L'entreprise Wal-mart est née en 1962 dans l'Arkansas sous l'impulsion du regreté Sam Walton, un commerçant qui eut l'idée géniale d'exposer ses produits sur le trottoir et d'offrir des cadeaux aux enfants de ses clients, et notamment « des promenades à dos d’âne sur le parking ».
Aujourd'hui, Wal-mart est la plus grande entreprise du monde. Elle employe plus de deux millions de salariés à travers le monde, dont 1,2 millions aux Etats-Unis, ce qui en fait le premier employeur du pays. L'entreprise, leader national et mondial de la grande distribution (son dauphin s'appelle Carrefour), participe à 2,5% du PNB américain grâce à son chiffre d'affaires de plus de 310 000 milliards de dollars (deux fois plus que notre géant français Total). Ses magasins compteraient 100 millions de clients américains, mais la firme réalise cependant 40% de son chiffre d'affaires à l'étranger grâce à ses filiales dans 13 autres pays comme le Canada, le Brésil, le Mexique, la Chine, le Japon, la Grande-Bretagne ou encore l'Allemagne.
Le secret de cette réussite ? Les prix, imbattables. Ils seraient, en moyenne, de 14% inférieurs à ceux de la concurrence. Alors, l'entreprise affiche un slogan auquel les consommateurs ne peuvent rester insensibles : « Save money, live better ». L'entreprise, grâce à ses bas prix, se targue même de faire augmenter le pouvoir d'achat des ménages américains de plus de 400 dollars par an, et de créer, directement et indirectement, 200 000 emplois sur le sol américain.
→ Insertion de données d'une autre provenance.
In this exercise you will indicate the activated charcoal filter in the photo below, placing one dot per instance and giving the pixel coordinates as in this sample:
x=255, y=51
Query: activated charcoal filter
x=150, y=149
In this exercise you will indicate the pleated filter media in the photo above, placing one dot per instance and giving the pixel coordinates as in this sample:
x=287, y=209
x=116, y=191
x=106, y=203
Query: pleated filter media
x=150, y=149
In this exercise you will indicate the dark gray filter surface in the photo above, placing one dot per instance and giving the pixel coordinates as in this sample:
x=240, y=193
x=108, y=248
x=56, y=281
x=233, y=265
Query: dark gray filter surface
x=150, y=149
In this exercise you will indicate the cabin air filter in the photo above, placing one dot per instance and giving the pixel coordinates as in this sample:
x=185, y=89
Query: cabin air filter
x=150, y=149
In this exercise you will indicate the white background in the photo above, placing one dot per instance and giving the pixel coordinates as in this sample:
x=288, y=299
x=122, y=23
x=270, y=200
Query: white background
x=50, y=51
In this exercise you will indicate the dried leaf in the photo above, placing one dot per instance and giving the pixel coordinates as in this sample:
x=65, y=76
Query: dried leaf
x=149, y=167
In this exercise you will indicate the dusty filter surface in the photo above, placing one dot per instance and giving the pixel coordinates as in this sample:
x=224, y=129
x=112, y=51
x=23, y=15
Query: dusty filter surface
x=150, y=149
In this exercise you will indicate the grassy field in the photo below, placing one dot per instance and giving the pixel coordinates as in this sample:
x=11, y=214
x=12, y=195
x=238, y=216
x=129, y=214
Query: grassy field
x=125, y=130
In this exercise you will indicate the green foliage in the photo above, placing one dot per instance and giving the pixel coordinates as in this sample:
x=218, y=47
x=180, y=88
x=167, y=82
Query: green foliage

En page d'accueil de son site, Wal-mart affiche fiérement un compteur représentant les économies réalisées par les familles américaines grâce à la chaîne.
Mais derrière les prix imbattables se cache un modèle Wal-mart très particulier alliant très bas-salaires, pressions sur les salariés, compression maximale des assurances maladie et des retraites, refus de tout syndicat, violations du droit du travail, pressions sur les fournisseurs et ingérences dans leurs affaires, pressions sur les municipalités et lobbying auprès des représentants politiques.
Fonte des salaires et des garanties sociales
Les salaires Wal-mart sont 20% à 30% inférieurs à ceux proposés par la concurrence, si bien que partout où Wal-mart s'installe, les autres commerces ferment et le salaire local moyen diminue de 3% à 5%. L'implantation de magasins Wal-mart détériore finalement l'ensemble du marché du travail du bassin d'emplois concerné et instaure dans la région un logique de moins-disant salarial et social. LA porte-parole du groupe, Mme Mona Williams, explique cette politique des bas-salaires : « Est-il vraiment réaliste de payer quelqu’un 15 ou 17 dollars de l’heure pour remplir des rayons ? »
Récemment, la filiale de Wal-mart au Mexique payait une partie des salaires de ses employés en bons d'achat, à utiliser uniquement dans le réseau Wal-mart. Comme l'explique le journal mexicain LaJornada, relayé par LeMonde, la justice mexicaine vient de déclarer cette pratique illégale car inconstitutionnelle.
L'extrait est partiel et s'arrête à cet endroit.